An instrument made of repurposed remnants of gun violence rang out notes of inspiration and hope to SUNY Plattsburgh students.
The Instrument of Hope, a trumpet composed of bullet casings, was played in the Myers Fine Arts building lobby by Adjunct Lecturer Herm Matlock on Oct.3, after the instrument was placed in the hands of The Music Department by Adirondack Jazz Orchestra Director Matthew Pray.
The handmade trumpet made by Josh Landress, master brass technician, is a piece that gives opportunity to not only heal, but to start conversations about hope and unity within supporting those affected by gun violence.
A collaborative non-profit organization called Shine MSD, which initially formed last year, by Marjory Stoneman Douglas High School drama students Sawyer Garrity and Andrea Peña. The group proposed an idea of melting down AR-15 bullet casings into an instrument, in remembrance of the victims involved in the shooting in Parkland that occurred Feb. 14, 2018.
The idea took off, as the Instrument of Hope has been traveling all over the U.S. this year, sparking conversations from New York to Los Angeles.

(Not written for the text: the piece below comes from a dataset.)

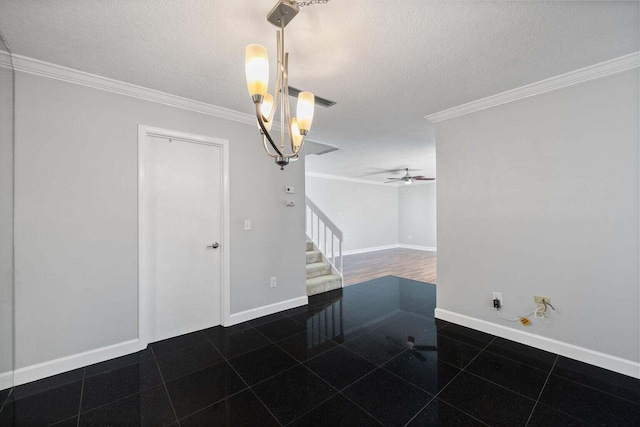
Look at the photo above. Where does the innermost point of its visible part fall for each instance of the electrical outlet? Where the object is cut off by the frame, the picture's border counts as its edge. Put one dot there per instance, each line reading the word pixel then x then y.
pixel 497 296
pixel 540 305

“With each event like Parkland, there is this urgency in the country that seems to decrease when nothing changes,” Matlock said. “Events like this keep that urgency alive.”
Students in Parkland had every intention to keep it alive, by creating Shine MSD, with an intent to raise relief funds for victims and their families, provide mental health programs centered around the arts, and help affected individuals heal— by uniting and not dividing.
A misconception it is a political message, Pray said the message is truly geared toward keeping this conversation of hope alive in difficult times. Shine MSD is using the Instrument of Hope as a conversation starter.
Last year, in the wake of the Parkland mass shooting, Garrity and Peña wrote a song called “Shine,” a medium for their personal pain and anger. The students performed their song at CNN town hall Feb. 21, sparking an overwhelming response from different social media platforms and Parkland survivors.
With the help of their parents, The Shine MSD program was born. And the conversations began.
“It is something that transcends political barriers,” Physics Adjunct Instructor Vihan Wickramasinghe said. “That’s one of the smartest ways that survivors could have got the conversation started.”
Clarinet, piano and trumpet player Wickramasinghe performed alongside Matlock at The Instrument of Hope event, meant to provide hope to students on campus that have been affected by gun violence.
“It felt like I was holding the ghost of all the mistakes of every congressman that failed and let things slip through instead of actually taking action,” Wickramasinghe said.
Even though gun regulation has been a pressing issue within educational facilities, Shine MSD’s main focus is preventing strength and hope from dying out.
Supporters of the Shine MSD movement can go online to Instrumentofhope.org, and fill out a request form for obtaining the instrument. After filling out this form and hearing back six months later, Matlock’s colleague Matthew Pray brought the message to the North Country.
The instrument initially piqued interests of onlookers at Olive Ridley’s with the Adirondack Jazz Orchestra Oct. 2. Music teachers from the area donated money to ship it from Los Angeles overnight, allowing 2,000 people to hear it in the North Country that week as it continued its travel.
Performers who held the instrument heard the message loud and clear.
“In music you can either be on the beat, in front of the beat, or behind the beat. If you’re on the back beat, something is holding you back—there’s some sort of melancholy,” Wickramasinghe said. “I found myself on the back beat. I didn’t recognize myself when I played the instrument. As soon as I picked it up, it was like I was carrying the weight of the world.”
As the instrument continues its journey through different states across the nation, event participants are encouraged to carry that weight together, to keep strength and hope in difficult times. “As long as guns are legal and available this is going to continue to happen,” Matlock said. “We can’t just accept that. We need our voices to be heard.”